Attending the Sanremo Festival live means being there, in those red velvet seats, hearing Italian music at the exact moment it is delivered to history. It is not just a concert: it is a collective ritual, a ceremony that has been repeated for over seventy years.

The Sanremo Festival: 77 years of Italian history

The Italian Song Festival was founded in 1951 and for over seventy years has been a mirror of a changing Italy: it has seen Domenico Modugno with his arms open to the wind and “Nel blu dipinto di blu” (1958), Lucio Battisti, Fabrizio De André, Zucchero, Laura Pausini, Giorgia, Vasco Rossi, Ramazzotti. It has launched the careers of artists who have represented the country around the world and has consecrated generations of fans.

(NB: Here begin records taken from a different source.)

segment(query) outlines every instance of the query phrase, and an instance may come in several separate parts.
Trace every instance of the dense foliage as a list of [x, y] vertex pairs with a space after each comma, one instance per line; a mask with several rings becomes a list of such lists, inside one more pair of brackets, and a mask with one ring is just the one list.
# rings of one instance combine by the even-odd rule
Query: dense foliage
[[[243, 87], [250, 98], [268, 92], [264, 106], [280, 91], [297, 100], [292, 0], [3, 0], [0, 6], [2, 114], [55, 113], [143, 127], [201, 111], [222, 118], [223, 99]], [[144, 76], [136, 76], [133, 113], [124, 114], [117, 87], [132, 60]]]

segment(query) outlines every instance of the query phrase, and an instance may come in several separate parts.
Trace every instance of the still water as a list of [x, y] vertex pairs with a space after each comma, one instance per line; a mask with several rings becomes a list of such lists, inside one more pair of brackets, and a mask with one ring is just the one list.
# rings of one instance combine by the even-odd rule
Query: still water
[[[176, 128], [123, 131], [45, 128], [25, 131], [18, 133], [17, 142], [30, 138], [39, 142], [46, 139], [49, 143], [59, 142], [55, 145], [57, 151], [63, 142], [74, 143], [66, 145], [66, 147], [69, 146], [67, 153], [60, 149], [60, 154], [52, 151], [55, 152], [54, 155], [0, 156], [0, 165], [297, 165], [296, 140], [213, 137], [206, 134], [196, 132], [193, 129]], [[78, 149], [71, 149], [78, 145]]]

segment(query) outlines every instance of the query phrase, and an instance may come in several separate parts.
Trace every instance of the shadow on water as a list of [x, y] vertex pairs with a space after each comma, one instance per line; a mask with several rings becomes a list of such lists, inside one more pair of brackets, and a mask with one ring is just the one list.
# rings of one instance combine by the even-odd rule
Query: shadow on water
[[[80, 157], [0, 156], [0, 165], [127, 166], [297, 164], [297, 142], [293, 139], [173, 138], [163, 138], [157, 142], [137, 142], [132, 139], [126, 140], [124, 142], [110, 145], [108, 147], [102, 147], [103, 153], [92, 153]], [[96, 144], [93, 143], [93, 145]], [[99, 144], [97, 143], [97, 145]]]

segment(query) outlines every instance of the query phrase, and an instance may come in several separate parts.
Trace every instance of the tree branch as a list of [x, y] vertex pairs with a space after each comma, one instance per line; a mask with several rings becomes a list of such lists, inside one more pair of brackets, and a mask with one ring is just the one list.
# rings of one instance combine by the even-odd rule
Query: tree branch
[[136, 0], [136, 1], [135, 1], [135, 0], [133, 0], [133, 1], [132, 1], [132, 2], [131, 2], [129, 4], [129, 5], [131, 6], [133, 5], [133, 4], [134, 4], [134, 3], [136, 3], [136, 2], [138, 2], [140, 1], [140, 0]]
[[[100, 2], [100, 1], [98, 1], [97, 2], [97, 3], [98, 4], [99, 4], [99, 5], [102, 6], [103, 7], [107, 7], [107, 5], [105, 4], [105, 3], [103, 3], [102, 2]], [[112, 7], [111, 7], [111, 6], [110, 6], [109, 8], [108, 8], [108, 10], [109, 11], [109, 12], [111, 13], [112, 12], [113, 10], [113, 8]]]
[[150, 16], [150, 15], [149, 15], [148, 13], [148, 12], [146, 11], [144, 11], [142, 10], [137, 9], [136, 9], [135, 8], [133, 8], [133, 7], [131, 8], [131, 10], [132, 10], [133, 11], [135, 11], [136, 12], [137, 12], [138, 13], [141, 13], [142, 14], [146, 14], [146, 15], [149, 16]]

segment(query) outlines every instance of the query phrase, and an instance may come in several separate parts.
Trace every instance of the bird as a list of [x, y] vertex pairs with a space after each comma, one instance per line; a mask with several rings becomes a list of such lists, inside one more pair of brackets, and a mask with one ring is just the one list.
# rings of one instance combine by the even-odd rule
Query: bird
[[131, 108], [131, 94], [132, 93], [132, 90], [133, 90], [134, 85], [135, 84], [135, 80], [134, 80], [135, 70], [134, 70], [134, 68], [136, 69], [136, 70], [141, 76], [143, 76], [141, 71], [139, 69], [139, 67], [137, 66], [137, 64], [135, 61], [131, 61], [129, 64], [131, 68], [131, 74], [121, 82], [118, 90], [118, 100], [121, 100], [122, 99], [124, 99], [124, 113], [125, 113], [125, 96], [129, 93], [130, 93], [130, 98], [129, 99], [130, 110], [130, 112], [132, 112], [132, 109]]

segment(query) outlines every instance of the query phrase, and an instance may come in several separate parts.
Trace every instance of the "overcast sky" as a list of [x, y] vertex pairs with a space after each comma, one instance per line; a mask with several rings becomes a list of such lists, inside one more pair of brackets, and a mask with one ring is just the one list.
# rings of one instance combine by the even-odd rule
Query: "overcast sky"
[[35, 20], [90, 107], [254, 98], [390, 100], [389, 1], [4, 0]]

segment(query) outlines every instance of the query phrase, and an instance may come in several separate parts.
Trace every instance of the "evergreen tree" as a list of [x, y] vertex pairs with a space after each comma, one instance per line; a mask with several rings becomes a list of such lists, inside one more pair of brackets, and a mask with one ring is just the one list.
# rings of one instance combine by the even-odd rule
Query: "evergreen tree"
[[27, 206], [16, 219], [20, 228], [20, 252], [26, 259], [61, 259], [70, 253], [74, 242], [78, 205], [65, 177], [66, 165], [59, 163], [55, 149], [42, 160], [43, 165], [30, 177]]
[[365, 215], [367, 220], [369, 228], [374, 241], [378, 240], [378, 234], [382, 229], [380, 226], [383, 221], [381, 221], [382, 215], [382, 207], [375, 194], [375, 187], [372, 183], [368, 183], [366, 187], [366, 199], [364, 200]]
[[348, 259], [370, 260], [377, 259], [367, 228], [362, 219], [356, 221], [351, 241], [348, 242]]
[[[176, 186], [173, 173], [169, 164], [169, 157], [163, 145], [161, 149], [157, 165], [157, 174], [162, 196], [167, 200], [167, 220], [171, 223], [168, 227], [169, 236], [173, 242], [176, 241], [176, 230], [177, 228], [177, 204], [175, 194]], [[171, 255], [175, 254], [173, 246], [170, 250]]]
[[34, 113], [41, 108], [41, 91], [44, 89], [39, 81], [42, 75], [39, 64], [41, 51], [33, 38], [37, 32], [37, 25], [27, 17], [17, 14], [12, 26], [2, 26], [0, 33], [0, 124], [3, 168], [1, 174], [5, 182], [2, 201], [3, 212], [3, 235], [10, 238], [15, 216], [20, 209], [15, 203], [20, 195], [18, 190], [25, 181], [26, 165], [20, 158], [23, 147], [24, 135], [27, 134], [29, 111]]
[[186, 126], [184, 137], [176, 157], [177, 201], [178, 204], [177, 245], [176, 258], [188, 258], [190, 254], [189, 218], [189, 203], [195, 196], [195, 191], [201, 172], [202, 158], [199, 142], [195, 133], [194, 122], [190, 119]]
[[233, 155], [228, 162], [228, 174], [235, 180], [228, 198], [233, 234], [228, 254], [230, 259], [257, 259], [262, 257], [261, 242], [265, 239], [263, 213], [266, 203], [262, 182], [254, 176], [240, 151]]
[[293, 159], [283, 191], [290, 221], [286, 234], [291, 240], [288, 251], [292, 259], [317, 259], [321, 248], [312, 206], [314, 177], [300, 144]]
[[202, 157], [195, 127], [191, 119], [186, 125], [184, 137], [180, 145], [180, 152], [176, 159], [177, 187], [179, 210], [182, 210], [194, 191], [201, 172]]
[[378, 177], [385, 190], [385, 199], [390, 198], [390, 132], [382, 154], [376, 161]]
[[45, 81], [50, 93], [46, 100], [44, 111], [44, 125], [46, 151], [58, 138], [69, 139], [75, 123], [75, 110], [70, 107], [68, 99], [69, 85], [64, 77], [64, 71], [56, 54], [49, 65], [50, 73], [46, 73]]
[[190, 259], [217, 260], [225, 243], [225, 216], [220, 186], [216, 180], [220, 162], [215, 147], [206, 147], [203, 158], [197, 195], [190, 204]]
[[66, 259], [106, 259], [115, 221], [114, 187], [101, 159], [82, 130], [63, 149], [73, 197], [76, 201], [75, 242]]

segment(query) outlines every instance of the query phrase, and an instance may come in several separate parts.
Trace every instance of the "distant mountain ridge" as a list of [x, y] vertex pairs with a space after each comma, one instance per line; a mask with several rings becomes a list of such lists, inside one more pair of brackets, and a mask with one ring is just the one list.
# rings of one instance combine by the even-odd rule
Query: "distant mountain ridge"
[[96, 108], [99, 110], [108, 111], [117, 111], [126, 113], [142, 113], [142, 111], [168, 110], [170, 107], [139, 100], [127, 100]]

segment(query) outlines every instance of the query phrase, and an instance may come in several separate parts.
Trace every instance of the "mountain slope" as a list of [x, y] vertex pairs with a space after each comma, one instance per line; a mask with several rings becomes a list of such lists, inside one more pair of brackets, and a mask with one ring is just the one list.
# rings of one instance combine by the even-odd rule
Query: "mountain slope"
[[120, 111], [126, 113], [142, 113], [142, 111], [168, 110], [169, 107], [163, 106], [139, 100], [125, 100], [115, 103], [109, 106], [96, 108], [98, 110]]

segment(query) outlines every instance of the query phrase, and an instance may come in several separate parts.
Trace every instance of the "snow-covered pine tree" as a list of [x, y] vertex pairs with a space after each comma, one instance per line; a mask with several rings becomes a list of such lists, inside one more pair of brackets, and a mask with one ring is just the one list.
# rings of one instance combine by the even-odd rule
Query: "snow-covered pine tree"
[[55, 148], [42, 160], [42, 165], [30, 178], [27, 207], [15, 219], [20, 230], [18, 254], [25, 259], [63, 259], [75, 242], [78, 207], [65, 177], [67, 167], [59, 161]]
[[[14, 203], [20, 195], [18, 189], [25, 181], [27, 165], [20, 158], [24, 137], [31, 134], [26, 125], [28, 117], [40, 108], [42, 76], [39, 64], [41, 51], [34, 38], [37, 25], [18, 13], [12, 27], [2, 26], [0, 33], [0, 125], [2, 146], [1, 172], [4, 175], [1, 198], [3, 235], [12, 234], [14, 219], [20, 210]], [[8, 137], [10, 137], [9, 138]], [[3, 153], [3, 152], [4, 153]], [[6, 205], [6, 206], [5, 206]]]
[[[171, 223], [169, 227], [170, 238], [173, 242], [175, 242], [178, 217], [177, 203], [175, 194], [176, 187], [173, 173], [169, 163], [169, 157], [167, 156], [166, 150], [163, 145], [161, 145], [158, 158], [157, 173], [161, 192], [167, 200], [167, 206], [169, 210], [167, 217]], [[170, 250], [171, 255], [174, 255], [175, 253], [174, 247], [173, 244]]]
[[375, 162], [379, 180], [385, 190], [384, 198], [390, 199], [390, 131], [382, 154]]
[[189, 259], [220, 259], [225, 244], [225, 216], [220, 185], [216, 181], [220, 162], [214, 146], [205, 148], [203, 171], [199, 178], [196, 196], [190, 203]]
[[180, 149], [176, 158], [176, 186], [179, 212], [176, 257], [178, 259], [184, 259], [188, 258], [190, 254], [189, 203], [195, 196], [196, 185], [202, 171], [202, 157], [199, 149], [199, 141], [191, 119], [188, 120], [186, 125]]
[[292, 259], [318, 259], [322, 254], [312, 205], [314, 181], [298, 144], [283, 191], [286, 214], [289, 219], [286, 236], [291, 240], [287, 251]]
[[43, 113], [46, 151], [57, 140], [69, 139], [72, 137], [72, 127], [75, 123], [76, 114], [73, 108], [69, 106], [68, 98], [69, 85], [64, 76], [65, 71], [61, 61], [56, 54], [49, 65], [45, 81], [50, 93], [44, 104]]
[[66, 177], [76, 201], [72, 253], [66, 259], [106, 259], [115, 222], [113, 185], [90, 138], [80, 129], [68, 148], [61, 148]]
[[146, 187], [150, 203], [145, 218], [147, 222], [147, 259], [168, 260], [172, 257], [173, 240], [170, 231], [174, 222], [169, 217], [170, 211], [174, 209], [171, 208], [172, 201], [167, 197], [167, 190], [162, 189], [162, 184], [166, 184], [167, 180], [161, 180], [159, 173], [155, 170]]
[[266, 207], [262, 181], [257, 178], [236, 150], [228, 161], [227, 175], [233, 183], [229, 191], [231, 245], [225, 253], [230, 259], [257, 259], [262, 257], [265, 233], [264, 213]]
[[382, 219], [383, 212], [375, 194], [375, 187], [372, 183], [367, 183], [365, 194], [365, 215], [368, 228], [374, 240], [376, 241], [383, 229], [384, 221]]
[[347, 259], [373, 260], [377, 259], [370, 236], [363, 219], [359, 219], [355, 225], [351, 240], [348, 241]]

In 2026, the 76th edition crowned Sal Da Vinci with “Per sempre sì” — a song that blended the Neapolitan melodic tradition with contemporary sounds, winning over the Italian public and taking Italy to the Eurovision Song Contest in Vienna. The baton now passes to Stefano De Martino and the 77th edition, ready to write a new chapter.

Coming to Sanremo during Festival week means immersing yourself in this history. Walking the same streets, breathing the same air, hearing the music coming out of the Ariston and filling the city. It is something that a true lover of Italian music should do at least once in their lifetime.